Hanaêls marque une pause. Il expire toute sa colère en une seule expiration et observe Lucka toujours allongé sur le ventre à même le sol, et Léo limite assis sur lui qui lui propose un massage.
- De ce que je vois, Léo est assis sur le dos de Lucka et veut le masser. Lulu…
Un « Ne m'appelle pas « lulu » se fait entendre » mais le central n'y fait pas attention.
- Mais il n'a pas l'air très consentent. Ça fait très yaoi.
C'est à ce moment que Noa éclate de rire. Et le numéro cinq sourit doucement en entendant le rire iconique de l'Ace.
- Sinon, pourquoi tu appelais ?
- J'ai perdu mon frère dans Shiratorizawa et échange de son silence sur l'événement, il veut les saisons de Doctor Who. Tu veux bien les lui donner ?
C'est au tour du middle blocker de rire.
- Tout ça pour ça… Pas de soucis, je te mettrais ça sur une clé USB.

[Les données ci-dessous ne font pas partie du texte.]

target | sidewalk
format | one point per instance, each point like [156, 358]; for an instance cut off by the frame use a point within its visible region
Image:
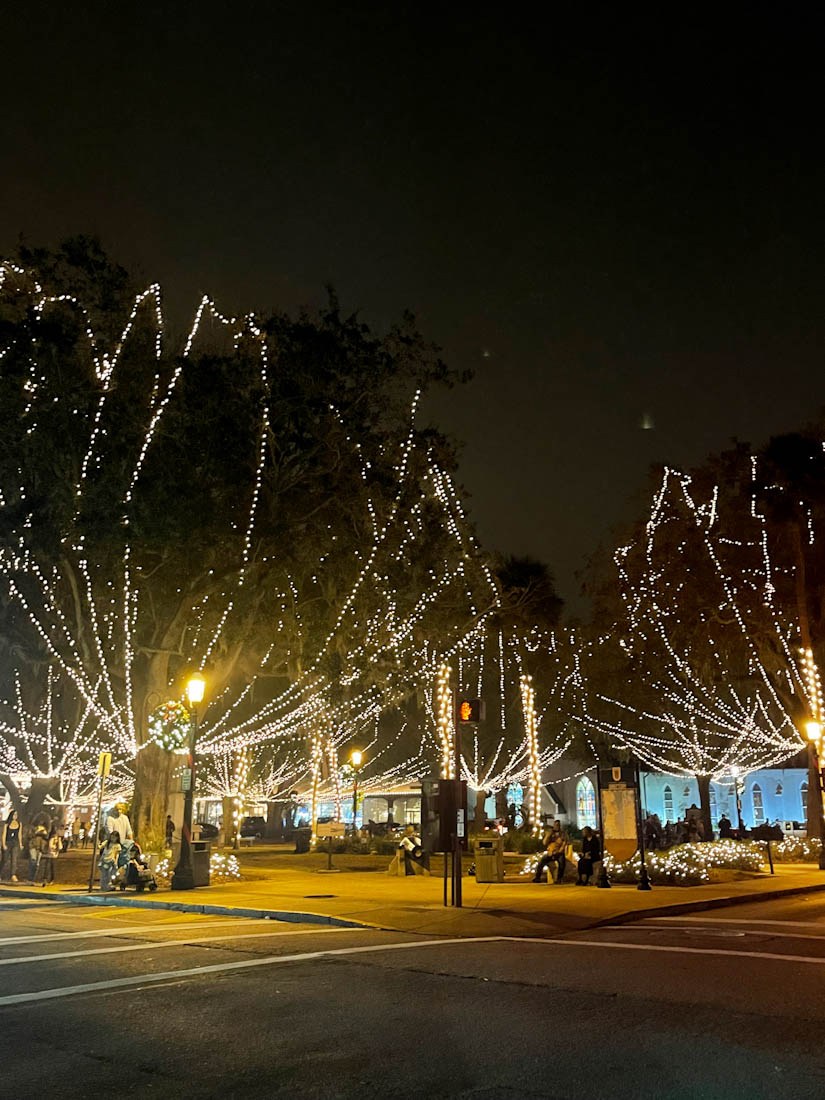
[415, 904]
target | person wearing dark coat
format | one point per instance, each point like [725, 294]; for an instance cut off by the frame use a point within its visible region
[591, 854]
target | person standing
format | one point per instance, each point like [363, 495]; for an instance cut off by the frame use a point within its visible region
[54, 847]
[10, 845]
[118, 822]
[591, 855]
[37, 845]
[108, 860]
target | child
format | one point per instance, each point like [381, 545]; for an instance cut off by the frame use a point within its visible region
[108, 860]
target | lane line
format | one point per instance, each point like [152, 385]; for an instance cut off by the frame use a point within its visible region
[733, 922]
[187, 942]
[144, 979]
[814, 959]
[688, 927]
[120, 928]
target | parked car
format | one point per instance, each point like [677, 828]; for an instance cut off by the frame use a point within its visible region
[253, 826]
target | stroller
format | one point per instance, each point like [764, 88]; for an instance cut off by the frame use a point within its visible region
[135, 872]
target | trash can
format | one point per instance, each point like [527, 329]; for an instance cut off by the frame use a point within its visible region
[303, 838]
[490, 858]
[200, 855]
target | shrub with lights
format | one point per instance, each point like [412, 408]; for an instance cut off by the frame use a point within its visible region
[685, 865]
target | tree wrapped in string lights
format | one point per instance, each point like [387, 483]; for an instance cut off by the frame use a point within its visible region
[255, 502]
[697, 677]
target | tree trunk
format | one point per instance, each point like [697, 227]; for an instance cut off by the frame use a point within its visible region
[480, 817]
[704, 801]
[152, 776]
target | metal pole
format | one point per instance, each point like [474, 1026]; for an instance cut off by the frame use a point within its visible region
[644, 879]
[96, 835]
[459, 809]
[184, 876]
[603, 882]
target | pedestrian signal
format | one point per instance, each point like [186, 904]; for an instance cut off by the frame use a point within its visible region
[471, 710]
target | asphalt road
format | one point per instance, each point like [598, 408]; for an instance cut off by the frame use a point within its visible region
[724, 1004]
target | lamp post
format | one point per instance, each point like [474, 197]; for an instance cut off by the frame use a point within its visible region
[355, 760]
[184, 877]
[816, 749]
[739, 823]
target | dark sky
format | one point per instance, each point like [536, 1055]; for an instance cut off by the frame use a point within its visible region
[607, 218]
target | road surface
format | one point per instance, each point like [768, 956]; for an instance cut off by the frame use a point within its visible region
[724, 1004]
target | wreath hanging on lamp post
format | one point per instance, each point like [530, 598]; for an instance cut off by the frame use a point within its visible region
[169, 726]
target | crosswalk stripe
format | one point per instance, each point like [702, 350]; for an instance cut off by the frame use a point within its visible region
[815, 959]
[157, 945]
[734, 921]
[120, 928]
[144, 979]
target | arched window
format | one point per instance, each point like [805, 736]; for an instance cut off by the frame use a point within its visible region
[758, 807]
[585, 803]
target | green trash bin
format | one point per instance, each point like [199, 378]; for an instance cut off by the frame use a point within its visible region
[490, 858]
[303, 839]
[200, 857]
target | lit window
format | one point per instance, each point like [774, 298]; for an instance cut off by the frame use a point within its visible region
[758, 807]
[585, 803]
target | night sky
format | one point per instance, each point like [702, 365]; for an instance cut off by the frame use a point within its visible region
[613, 222]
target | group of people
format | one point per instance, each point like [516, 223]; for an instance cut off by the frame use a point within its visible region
[41, 845]
[36, 848]
[559, 851]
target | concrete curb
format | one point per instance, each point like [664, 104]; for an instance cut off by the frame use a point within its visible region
[697, 906]
[293, 916]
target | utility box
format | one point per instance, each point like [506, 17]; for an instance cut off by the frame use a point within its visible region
[200, 856]
[490, 858]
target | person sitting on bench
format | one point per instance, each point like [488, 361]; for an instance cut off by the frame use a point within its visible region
[556, 842]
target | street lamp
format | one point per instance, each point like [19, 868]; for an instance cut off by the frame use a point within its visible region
[735, 773]
[184, 876]
[814, 736]
[355, 760]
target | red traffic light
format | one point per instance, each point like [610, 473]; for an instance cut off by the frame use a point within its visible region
[471, 710]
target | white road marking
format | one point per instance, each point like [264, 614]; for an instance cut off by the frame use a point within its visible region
[187, 942]
[119, 928]
[816, 959]
[144, 979]
[714, 932]
[734, 923]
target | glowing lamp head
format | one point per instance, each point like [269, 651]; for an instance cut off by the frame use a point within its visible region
[195, 689]
[813, 730]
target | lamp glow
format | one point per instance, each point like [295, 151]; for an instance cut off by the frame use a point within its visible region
[195, 689]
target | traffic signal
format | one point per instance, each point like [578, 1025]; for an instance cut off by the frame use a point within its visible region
[471, 710]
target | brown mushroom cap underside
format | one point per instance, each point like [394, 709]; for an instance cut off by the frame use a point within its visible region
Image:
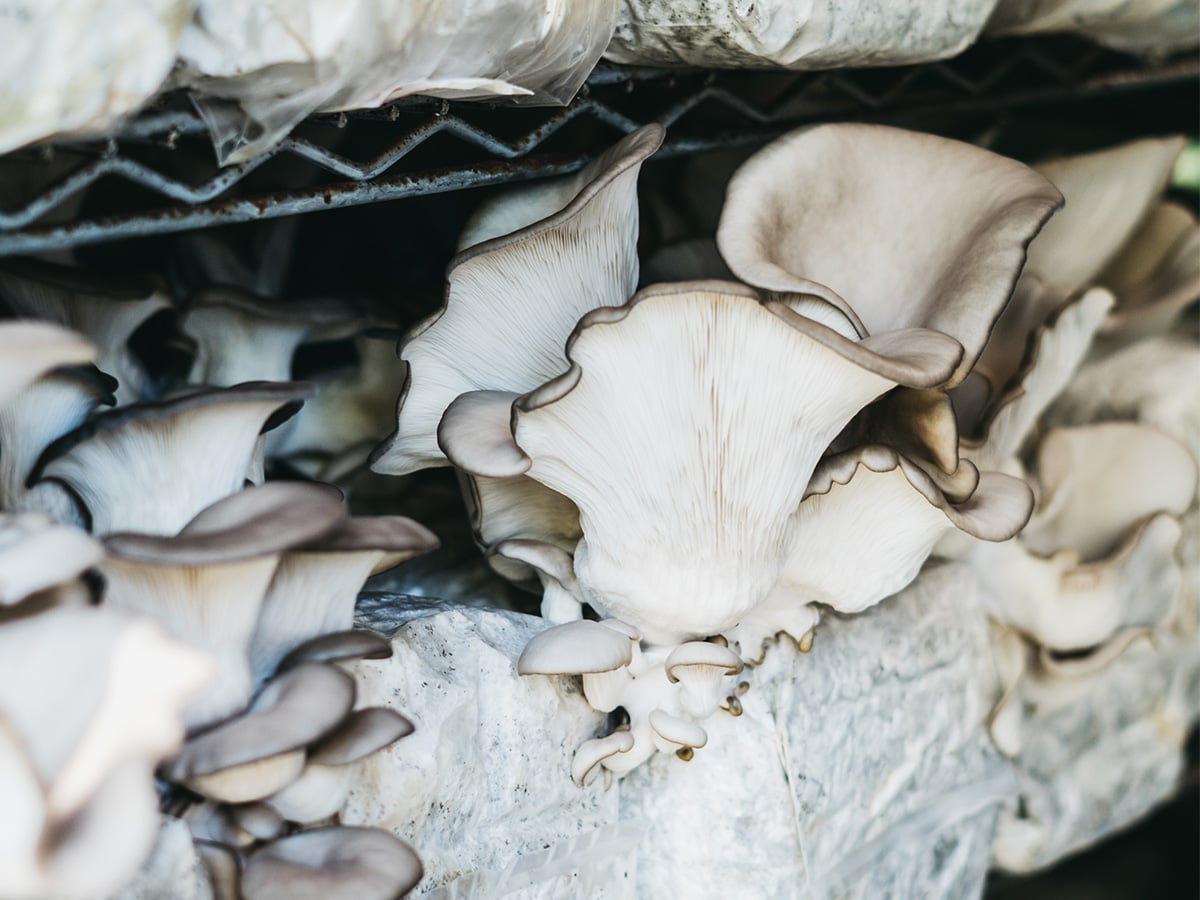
[336, 863]
[337, 647]
[293, 711]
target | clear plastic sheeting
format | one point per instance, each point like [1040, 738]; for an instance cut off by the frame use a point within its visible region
[75, 67]
[258, 67]
[1149, 27]
[813, 34]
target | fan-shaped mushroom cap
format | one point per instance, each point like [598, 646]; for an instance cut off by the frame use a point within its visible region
[815, 213]
[108, 310]
[79, 809]
[317, 582]
[337, 863]
[241, 337]
[45, 411]
[36, 555]
[207, 585]
[575, 648]
[263, 750]
[1056, 351]
[151, 467]
[664, 399]
[30, 349]
[586, 763]
[522, 291]
[1109, 193]
[337, 647]
[330, 772]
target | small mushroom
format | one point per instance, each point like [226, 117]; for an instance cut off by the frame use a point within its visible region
[151, 467]
[336, 863]
[317, 582]
[672, 733]
[586, 765]
[108, 310]
[701, 669]
[259, 753]
[337, 647]
[207, 585]
[330, 769]
[54, 405]
[37, 555]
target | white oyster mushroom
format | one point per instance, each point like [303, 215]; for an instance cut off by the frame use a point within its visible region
[108, 310]
[77, 753]
[151, 467]
[261, 751]
[30, 349]
[331, 767]
[527, 291]
[207, 583]
[316, 583]
[54, 405]
[815, 214]
[1109, 195]
[37, 555]
[240, 337]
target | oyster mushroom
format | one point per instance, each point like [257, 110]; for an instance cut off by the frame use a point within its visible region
[316, 583]
[78, 745]
[581, 257]
[263, 750]
[151, 467]
[54, 405]
[336, 863]
[108, 310]
[207, 583]
[37, 555]
[30, 349]
[241, 337]
[831, 233]
[330, 768]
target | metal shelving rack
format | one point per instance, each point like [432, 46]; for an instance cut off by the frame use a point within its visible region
[424, 147]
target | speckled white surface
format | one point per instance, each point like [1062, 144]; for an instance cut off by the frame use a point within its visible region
[810, 34]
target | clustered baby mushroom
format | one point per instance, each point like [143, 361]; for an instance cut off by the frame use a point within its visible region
[250, 583]
[702, 462]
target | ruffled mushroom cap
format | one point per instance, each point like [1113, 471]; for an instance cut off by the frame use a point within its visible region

Noa sourit et lève son pouce en direction de son frangin.
- Ah ! Et tu pourras dire à Lucka que son autographe n'est pas encore conçus que mais je ne vais pas tarder à rencontrer son père ? À l'autographe, hein ? Pas le père de Lulu, il fait peur son père en plus…
- Je lui dirais !
Le rire Hanaêls résonne à l'oreille de Noa, qui n'a pas l'impression d'avoir fait une blague extraordinaire mais soit. Elle finit par raccrocher après avoir souhaité un bon week-end à son ami.
- Alors ? Qu'est-ce-qui s'est passé ? Demande Alex, voulant savoir le pourquoi du comment des drôles d'expressions faciales de sa sœur.
Noa fronce les sourcils, fixe un point imaginaire puis reprend la parole :
- Lucka à gagné un bras de fer, et voler un téléphone. Hanaêls l'a pousser dans les escaliers, Max a fait sa commère et pour finir Léo drague Lucka sous le nez de tout le monde.
Au tour de Alex de froncer les sourcils. Décidément, Noa a bien trouver ses amis. Ils sont tous aussi bizarre les uns que les autres.